High-risk and binge drinking rates among U.S. women have increased significantly over recent years, with 1 in 10 women now drinking at excessive levels linked to alcohol-related health risks, injuries and chronic conditions.  At the same time, up to five percent of U.S. school children are living with the effects of fetal alcohol spectrum disorders (FASDs), a group of permanent — yet preventable—neurodevelopmental impairments and birth defects caused by prenatal alcohol exposure. The patterns of alcohol risk behaviors among women in concert with the alarming prevalence of FASD highlight the critical public health need for a cross-discipline approach to reducing risky alcohol use, preventing alcohol-exposed pregnancy, and reducing the prevalence of FASD.

As front line members of clinical teams serving women of reproductive age, social workers are positioned to take on a significant role in primary prevention of alcohol-exposed pregnancies. The Steve Hicks School of Social Work’s Health Behavior Research and Training Institute (HBRT) has partnered with the National Association of Social Workers (NASW) to represent social work practice in a new CDC cross-discipline initiative to strengthen primary prevention in health practice. As leader of the social work team, HBRT will work with NASW to develop and implement activities and work-products to inform and educate social workers about risky alcohol use; promote use of alcohol Screening and Brief Intervention (SBI) as a routine part of care; and promote science-based messaging, clinical guidelines, and continuing education resources to support SBI implementation and related clinical skills in social work practice. Critical to these efforts, HBRT will design and oversee completion of an NASW membership survey to assess relevant knowledge, attitudes, practices, and training needs among healthcare social workers. Survey findings will be used to inform design and implementation of subsequent activities and provide essential data for evaluating project outcomes.

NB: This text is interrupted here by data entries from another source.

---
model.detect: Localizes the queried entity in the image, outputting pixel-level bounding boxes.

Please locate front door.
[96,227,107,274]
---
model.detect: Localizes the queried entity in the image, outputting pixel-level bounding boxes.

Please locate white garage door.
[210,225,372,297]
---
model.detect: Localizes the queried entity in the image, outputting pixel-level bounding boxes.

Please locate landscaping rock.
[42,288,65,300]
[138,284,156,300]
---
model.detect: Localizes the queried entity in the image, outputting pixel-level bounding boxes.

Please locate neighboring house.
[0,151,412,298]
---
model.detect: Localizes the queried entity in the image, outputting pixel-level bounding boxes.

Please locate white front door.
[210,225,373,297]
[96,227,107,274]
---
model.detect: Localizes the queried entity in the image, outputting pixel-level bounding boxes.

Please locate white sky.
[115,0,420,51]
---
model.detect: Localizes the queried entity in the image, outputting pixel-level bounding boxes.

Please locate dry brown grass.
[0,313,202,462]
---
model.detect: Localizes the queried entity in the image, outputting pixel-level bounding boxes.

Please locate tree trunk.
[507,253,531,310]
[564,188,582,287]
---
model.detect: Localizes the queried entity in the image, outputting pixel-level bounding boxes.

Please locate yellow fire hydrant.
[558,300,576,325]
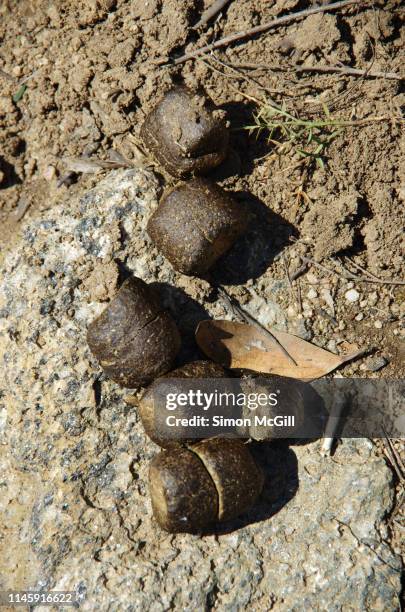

HBRT’s nationally recognized expertise in disseminating and implementing alcohol SBI and behavioral interventions to reduce alcohol-exposed pregnancy, together with NASW’s national reach and influence among social work practitioners, create an exceptionally strong partnership to represent the discipline of social work in this new CDC initiative. Under CDC cooperative agreement, the HBRT team and NASW will work in partnership with the American Academy of Family Physicians, American College of Obstetricians and Gynecologists, National Organization on Fetal Alcohol Syndrome, and other leading health organizations to address a significant public health issue that affects women and families across practices and systems of care.